The College for All Act, a grassroots measure proposed for the 2018 ballot, would use an estate tax on the wealthiest 0.2 percent of Californians to supplement California’s current higher education budget. The tax would start at 12 percent on estates and gifts of $3.5 million and increase until 22 percent with the increased value of an estate or gift. This would make in-state, public undergraduate higher education tuition-free for all California residents, supplementing the current education budget by about $4 billion per year.

Illustration by Lizzy Choi

“We have to start to demand that education is a public good,” said Jason Wozniak, lead Santa Cruz and Santa Clara organizer for the College for All Act. “There is no justification for anyone going into debt for education, […] especially when you take into consideration that the people that suffer most under the rising cost of tuition are the people that have been historically marginalized in this country. We need to change that.”

The College for All Act would cover tuition for all undergraduate California residents at all UCs, CSUs and community colleges. The campaign aims to interrupt the idea that college education should be paid for by individuals rather than the government and similar movements are taking form nationwide, including a bill Senator Bernie Sanders introduced to Congress last year.

The campaign focuses on the needs of students from marginalized communities, who are traditionally most affected by tuition costs. About two-thirds of student debt in the U.S. is held by women, who will also likely spend more time paying off that debt due to the gender pay gap.
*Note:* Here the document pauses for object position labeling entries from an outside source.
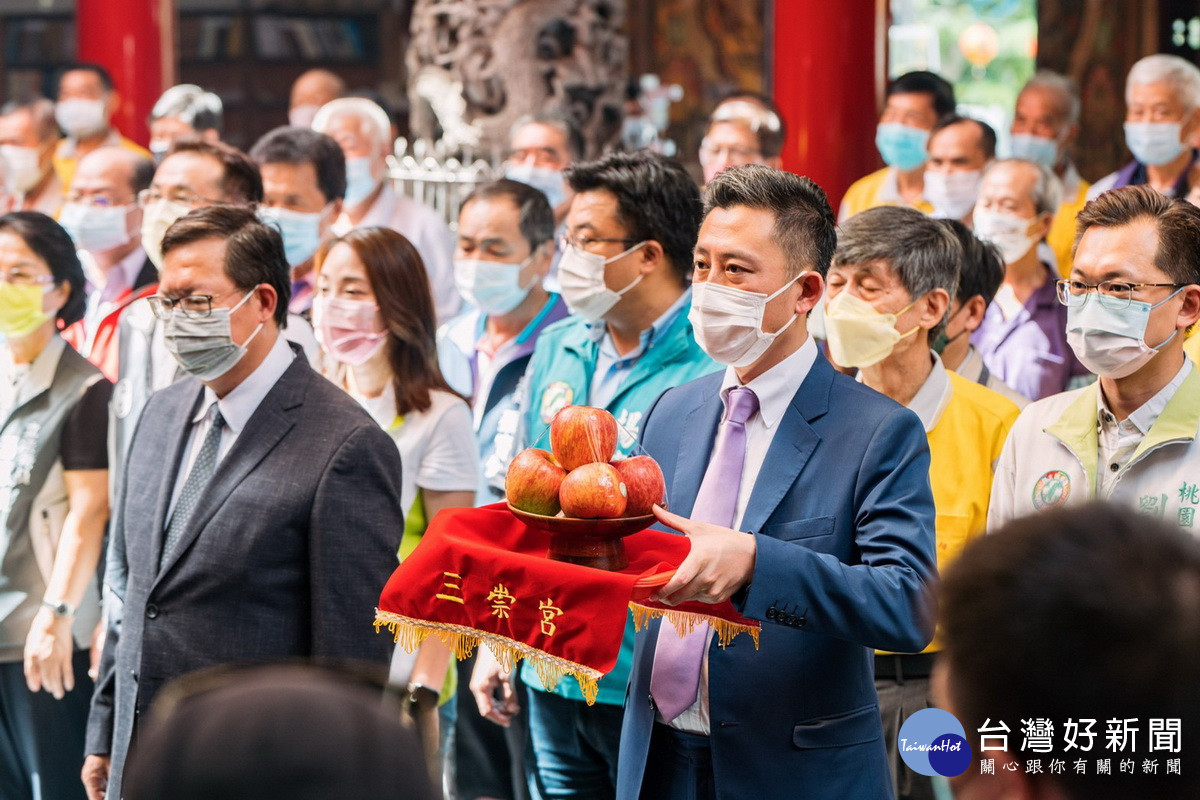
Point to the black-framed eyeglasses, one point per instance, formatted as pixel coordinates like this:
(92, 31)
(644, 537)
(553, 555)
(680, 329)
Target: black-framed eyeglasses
(585, 242)
(150, 196)
(196, 306)
(1114, 295)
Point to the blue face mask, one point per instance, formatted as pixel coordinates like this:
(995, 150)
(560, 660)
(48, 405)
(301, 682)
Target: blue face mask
(545, 180)
(903, 146)
(1155, 143)
(1037, 149)
(300, 232)
(359, 180)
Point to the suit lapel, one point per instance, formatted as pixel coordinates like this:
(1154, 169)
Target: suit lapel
(791, 446)
(264, 429)
(694, 455)
(183, 409)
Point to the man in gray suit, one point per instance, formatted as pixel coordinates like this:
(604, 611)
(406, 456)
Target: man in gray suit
(259, 513)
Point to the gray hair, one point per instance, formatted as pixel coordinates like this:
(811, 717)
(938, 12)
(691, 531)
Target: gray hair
(1061, 85)
(1047, 188)
(922, 252)
(371, 116)
(191, 104)
(1181, 74)
(41, 110)
(561, 122)
(804, 229)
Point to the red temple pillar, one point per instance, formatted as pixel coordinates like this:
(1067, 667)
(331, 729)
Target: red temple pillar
(829, 73)
(135, 41)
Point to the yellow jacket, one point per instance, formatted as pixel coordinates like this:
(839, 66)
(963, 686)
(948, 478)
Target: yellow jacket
(964, 446)
(875, 190)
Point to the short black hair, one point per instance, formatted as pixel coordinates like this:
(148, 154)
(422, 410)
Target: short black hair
(106, 78)
(982, 269)
(241, 182)
(54, 246)
(537, 218)
(925, 83)
(253, 250)
(1085, 613)
(987, 133)
(805, 228)
(655, 199)
(294, 145)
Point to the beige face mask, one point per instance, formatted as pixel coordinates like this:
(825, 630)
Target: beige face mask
(858, 334)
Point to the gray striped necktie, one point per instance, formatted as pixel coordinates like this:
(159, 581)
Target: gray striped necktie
(193, 487)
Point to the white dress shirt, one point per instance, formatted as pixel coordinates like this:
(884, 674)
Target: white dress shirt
(1120, 440)
(235, 408)
(775, 390)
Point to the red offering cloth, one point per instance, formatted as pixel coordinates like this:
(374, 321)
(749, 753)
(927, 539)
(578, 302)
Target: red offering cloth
(483, 575)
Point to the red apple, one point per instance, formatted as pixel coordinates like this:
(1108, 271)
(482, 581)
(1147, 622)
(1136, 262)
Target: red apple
(643, 483)
(581, 434)
(593, 491)
(533, 481)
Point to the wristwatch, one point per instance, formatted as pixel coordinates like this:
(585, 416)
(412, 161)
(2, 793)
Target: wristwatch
(423, 697)
(60, 608)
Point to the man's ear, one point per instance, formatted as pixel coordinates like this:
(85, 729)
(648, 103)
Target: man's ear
(975, 311)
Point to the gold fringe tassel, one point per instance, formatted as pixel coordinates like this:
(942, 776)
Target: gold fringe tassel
(462, 642)
(684, 623)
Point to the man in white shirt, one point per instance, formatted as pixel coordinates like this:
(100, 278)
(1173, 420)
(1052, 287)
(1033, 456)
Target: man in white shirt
(1131, 437)
(364, 132)
(105, 220)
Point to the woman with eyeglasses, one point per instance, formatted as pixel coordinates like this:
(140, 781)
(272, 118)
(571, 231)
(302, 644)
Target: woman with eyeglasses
(375, 319)
(54, 505)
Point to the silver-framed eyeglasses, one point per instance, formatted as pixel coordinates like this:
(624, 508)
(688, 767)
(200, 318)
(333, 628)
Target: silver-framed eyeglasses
(196, 306)
(19, 277)
(148, 197)
(1114, 295)
(586, 242)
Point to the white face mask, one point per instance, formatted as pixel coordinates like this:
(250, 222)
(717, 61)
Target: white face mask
(301, 116)
(727, 322)
(1155, 143)
(156, 218)
(581, 276)
(81, 118)
(546, 180)
(96, 228)
(1113, 342)
(953, 194)
(1007, 232)
(492, 287)
(24, 166)
(858, 334)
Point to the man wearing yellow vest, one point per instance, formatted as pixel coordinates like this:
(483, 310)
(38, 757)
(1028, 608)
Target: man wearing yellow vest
(915, 102)
(1044, 126)
(888, 292)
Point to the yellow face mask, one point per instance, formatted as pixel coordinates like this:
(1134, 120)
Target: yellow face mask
(21, 308)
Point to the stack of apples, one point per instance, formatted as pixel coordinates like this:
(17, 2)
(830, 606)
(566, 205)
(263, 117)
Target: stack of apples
(580, 477)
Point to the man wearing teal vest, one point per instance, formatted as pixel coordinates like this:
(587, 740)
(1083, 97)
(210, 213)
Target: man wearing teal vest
(624, 274)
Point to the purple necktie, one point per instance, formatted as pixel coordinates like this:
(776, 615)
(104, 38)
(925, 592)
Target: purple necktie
(675, 680)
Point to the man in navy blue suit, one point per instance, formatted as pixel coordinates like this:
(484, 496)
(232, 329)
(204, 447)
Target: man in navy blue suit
(807, 500)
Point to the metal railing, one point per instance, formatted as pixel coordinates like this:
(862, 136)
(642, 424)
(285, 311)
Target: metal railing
(424, 172)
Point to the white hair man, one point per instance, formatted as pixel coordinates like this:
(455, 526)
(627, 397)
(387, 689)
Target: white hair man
(1045, 124)
(364, 132)
(1162, 118)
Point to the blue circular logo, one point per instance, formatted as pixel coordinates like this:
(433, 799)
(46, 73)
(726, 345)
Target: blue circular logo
(931, 743)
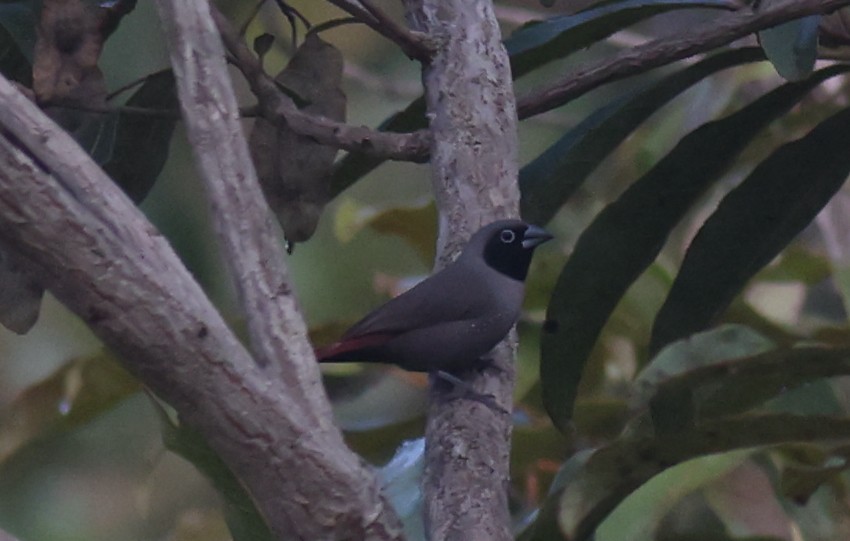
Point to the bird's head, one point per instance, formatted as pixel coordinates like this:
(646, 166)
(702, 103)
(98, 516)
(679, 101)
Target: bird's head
(507, 246)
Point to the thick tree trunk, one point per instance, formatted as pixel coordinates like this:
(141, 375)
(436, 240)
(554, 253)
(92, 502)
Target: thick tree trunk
(474, 170)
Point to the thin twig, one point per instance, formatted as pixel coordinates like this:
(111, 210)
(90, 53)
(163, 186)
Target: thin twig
(715, 33)
(279, 109)
(411, 44)
(251, 16)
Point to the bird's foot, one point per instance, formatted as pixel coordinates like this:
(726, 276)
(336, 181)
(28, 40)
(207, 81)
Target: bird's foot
(462, 389)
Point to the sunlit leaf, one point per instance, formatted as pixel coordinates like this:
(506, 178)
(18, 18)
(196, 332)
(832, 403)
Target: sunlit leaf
(627, 235)
(752, 224)
(79, 391)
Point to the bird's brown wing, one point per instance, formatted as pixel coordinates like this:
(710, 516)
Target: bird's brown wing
(447, 296)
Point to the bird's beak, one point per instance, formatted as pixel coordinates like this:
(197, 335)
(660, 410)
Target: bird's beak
(535, 236)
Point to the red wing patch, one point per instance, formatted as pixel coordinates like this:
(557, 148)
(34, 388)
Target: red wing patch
(346, 350)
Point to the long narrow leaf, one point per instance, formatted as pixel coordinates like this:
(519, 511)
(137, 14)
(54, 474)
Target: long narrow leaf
(752, 224)
(627, 235)
(549, 180)
(536, 44)
(594, 484)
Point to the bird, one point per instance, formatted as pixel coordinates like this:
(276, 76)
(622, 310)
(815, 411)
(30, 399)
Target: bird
(447, 323)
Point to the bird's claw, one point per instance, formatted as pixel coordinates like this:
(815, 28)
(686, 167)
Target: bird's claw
(463, 390)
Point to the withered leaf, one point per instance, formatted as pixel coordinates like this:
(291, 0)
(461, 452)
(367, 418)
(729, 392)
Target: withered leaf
(295, 170)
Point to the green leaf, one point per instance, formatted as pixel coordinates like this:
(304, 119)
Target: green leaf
(792, 47)
(538, 43)
(243, 519)
(734, 385)
(673, 407)
(76, 393)
(752, 224)
(592, 484)
(549, 180)
(142, 141)
(626, 236)
(416, 225)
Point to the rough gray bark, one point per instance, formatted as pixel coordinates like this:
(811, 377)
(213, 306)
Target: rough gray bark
(474, 171)
(98, 254)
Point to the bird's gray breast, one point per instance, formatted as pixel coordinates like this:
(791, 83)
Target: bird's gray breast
(485, 308)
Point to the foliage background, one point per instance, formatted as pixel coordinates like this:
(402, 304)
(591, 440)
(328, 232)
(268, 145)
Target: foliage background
(106, 474)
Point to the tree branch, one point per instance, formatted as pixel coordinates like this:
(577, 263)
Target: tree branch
(98, 254)
(474, 170)
(278, 108)
(364, 11)
(712, 34)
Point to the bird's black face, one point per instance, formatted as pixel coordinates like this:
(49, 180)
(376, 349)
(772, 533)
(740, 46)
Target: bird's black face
(509, 248)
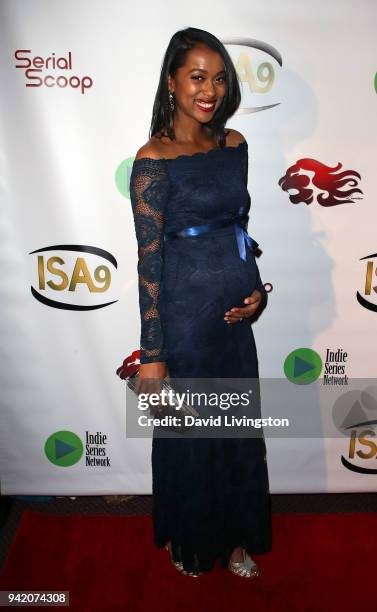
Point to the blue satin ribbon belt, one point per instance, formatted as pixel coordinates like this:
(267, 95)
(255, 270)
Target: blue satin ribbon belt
(239, 222)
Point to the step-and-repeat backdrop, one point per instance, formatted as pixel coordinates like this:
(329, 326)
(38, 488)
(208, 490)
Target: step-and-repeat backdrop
(77, 86)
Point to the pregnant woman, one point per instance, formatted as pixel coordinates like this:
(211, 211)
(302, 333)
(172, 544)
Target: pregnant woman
(199, 285)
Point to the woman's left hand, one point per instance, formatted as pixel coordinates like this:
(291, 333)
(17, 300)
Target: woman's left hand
(234, 315)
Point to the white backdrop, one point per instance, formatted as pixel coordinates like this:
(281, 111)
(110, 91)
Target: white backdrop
(69, 131)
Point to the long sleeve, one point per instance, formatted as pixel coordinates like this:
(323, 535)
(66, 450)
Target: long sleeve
(149, 188)
(245, 171)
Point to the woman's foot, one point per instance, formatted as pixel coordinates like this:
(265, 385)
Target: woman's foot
(241, 564)
(177, 564)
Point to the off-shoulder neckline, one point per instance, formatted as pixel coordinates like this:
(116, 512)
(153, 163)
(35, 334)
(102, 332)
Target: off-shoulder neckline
(198, 154)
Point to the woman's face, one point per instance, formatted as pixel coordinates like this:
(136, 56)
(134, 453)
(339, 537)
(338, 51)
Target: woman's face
(199, 86)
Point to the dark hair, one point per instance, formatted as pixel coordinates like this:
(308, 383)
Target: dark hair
(175, 57)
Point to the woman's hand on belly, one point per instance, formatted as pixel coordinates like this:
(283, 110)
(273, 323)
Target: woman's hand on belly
(150, 379)
(253, 301)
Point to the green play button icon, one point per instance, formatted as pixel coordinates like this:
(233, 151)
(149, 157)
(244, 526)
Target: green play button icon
(64, 448)
(303, 366)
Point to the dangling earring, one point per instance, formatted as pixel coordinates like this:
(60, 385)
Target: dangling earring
(171, 100)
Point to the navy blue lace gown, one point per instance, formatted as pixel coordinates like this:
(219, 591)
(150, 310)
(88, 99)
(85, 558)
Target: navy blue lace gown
(209, 495)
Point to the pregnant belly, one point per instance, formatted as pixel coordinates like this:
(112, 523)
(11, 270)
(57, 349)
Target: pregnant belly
(201, 273)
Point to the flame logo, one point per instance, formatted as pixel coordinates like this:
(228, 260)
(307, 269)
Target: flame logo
(330, 184)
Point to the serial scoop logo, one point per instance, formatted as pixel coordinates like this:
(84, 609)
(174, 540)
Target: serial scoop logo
(75, 280)
(370, 290)
(355, 416)
(50, 71)
(308, 180)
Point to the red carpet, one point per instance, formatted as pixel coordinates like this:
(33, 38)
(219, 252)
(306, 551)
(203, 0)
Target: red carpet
(320, 562)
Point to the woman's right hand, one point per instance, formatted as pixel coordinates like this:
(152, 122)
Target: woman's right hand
(150, 378)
Fifty-seven percent of Black women paying off student debt have trouble meeting basic needs like housing, food and medical expenses, according to the American Association of University Women.

Black and Latinx students are also more likely to take out more loans, and undocumented students are not eligible for federal financial aid at all.

Jeff Stoll, a UC Santa Cruz undergraduate student organizer for the act who identifies as a first-generation student of color, was not able to submit his paperwork in time to receive a college fee waiver his first year of college and thought he would not be able to attend.

“I felt like I had failed my family, […] who had tried for years to get me to college, […] that I wasn’t able to live up to what they had hoped,” Stoll said.

He had to pool money from extended family to pay for his first year and has received the fee waiver his past two years of school.

“That was something that was extremely degrading and embarrassing,” he said. “It also tied me so much to the financial cost of education and the unjustness of class politics with regards to education and the inaccessibility of it.”

Other students work to pay for various costs associated with attending university. About four out of five students work during college averaging 19 hours a week, according to findings from the 2013 College Student Pulse survey.

“One of the ongoing conversations I have with students is just the tremendous impacts on their education that has happened because they are having to work,” said Sheeva Sabati, a graduate student organizer for the College for All Act. “[…] It really impacts the quality of education. It’s impacting their engagement, it’s impacting the way that they can be involved on campus.”

Rather than lobbying California congress, organizers of the College for All Act — supported by various workers unions, political and social justice groups — are petitioning to have the bill appear on November’s ballot.

The petition needs about 550,000 signatures total from registered voters by the end of April to appear on the ballot. It is currently unclear how many signatures have been gathered since petitioning began in January, said Jason Wozniak, a lead organizer for the act.

Regardless of whether it passes or not, the language of the ballot measure can be used as an example for other future initiatives to make public higher education free again. The movement to address the unequal access to higher education will most likely continue, Jeff Stoll said.

“What the College for All Act lets us do, and something that we find so rare in student organizing […] is that we can actually ask for what we want and demand it and feel like that’s real and possible,” Stoll said. “[…] We’re actually fighting against something that’s really big and that we can actually win.”